In 2024 we delivered energy-efficiency solutions in silicon, hardware, software and services. We worked with our customers to optimize the energy used across their networks, not just looking for energy gains of individual network elements. We assessed the opportunities to improve network performance and minimize energy use, thereby lowering emissions.
We also looked at automatic configuration and AI/ML based optimization of energy savings functionalities, intelligent software capabilities, technology innovations in our HW evolution, and energy-efficient site solutions to minimize our carbon footprint.
Below are a number of examples from our product offering which reflect this work across our portfolio.
5G and climate: 5G is considered natively greener than previous generations of mobile technology and can potentially provide 100 times more data traffic with less energy per bit thanks to new standardized efficiency features. This is based on the ITU-R (International Telecommunications Union) design target for 5G radios which is 100x traffic with same energy consumption compared to 4G.
5G is the only radio technology that can help to digitalize societies while also allowing the decoupling of the growth in data traffic from equivalent potential growth in energy consumption. An energy-efficient 5G deployment strategy is the only way to build the best performing, lowest cost 5G radio networks. 5G also provides the foundation for the efficient use of other new technologies (AI. VR.AR, blockchain).

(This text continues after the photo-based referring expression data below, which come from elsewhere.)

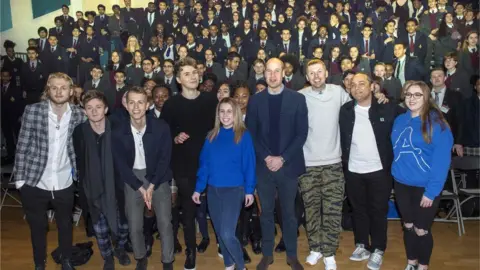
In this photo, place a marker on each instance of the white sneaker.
(330, 263)
(360, 254)
(313, 258)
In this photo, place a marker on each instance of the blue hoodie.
(417, 163)
(223, 163)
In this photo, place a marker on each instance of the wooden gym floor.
(450, 250)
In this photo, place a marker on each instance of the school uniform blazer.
(157, 143)
(32, 146)
(293, 127)
(413, 69)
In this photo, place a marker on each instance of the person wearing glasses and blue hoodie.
(422, 143)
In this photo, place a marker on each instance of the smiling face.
(188, 77)
(59, 90)
(317, 75)
(161, 95)
(223, 92)
(414, 99)
(95, 110)
(242, 95)
(360, 88)
(137, 105)
(274, 73)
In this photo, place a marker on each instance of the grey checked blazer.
(32, 146)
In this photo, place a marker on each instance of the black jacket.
(381, 117)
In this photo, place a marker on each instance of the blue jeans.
(224, 205)
(269, 183)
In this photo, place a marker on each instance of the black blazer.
(381, 117)
(102, 86)
(453, 101)
(157, 143)
(293, 130)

About 93% of mobile radio network product life cycle emissions occur whilst in use, 7% in manufacturing, 1% in distribution, and less than 1% at the end of the life of the products. Nokia is developing solutions for all four life cycle phases to minimize the emissions. Network Modernization and 5G are key to decoupling traffic growth from energy consumption increase.
Traditionally energy efficiency software feature usage is parameterized manually with the same parameters across large radio site clusters to avoid laborious manual work.

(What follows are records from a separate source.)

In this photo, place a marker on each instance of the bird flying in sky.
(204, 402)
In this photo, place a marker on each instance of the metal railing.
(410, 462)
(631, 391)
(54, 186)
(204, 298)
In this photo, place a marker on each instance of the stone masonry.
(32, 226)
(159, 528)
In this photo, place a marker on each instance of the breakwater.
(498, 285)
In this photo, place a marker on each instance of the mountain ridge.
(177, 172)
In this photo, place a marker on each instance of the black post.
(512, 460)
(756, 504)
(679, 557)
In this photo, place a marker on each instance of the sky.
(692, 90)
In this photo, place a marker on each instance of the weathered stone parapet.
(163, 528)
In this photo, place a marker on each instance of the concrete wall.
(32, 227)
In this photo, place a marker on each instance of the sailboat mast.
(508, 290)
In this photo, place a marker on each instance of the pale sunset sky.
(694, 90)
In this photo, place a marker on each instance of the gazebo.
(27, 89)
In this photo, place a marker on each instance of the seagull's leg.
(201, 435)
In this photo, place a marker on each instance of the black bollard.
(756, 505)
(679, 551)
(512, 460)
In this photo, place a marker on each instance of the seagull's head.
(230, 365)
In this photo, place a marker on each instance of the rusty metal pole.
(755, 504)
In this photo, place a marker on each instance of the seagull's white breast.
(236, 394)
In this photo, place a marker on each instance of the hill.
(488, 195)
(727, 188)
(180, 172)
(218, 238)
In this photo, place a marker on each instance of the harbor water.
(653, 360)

SON energy saving modules with machine learning algorithms enable cell-specific parameterization and thanks to continuous analysis of the traffic patterns by cells, it also enables automatic re-configurations based on dynamic changes in traffic patterns. These algorithms help to reduce energy consumption further once the EE SW features are activated.
Nokia: Reduce base station energy consumption with Nokia’s SON Energy Saving Management solution
Minimizing energy waste for cooling and other auxiliary components and the reduction of idle resources are critically important levers for energy reduction. Cognitive Radio Frequency Analytics combines Nokia’s deep telco knowledge and data science capabilities with leading cloud expertise, giving tailored insights to reduce network energy consumption.
The core network has primarily implemented power saving functions provided by underlying hardware. This is changing as Nokia focuses more sharply also on the application code to help meet rising communications service provider (CSP) demands for energy efficient core solutions. To find out more, read this eBook on the subject.
Can we design AI for networks to use less energy? As it turns out, yes, there are several things we can do. These strategies include using smaller, purpose-built models, training models more efficiently, reducing the training set to only relevant data, and employing sparse, event-driven computation that mimics the functioning of the human brain.
Nokia’s digital design and optimization services do not only help achieve traditional performance KPIs, but they also help optimize radio access network energy consumption. This approach is unique in the industry. For a customer in Vietnam, we were able to decrease energy consumption by almost 14% just by adjusting radio output power on radio cell level without any performance degradation.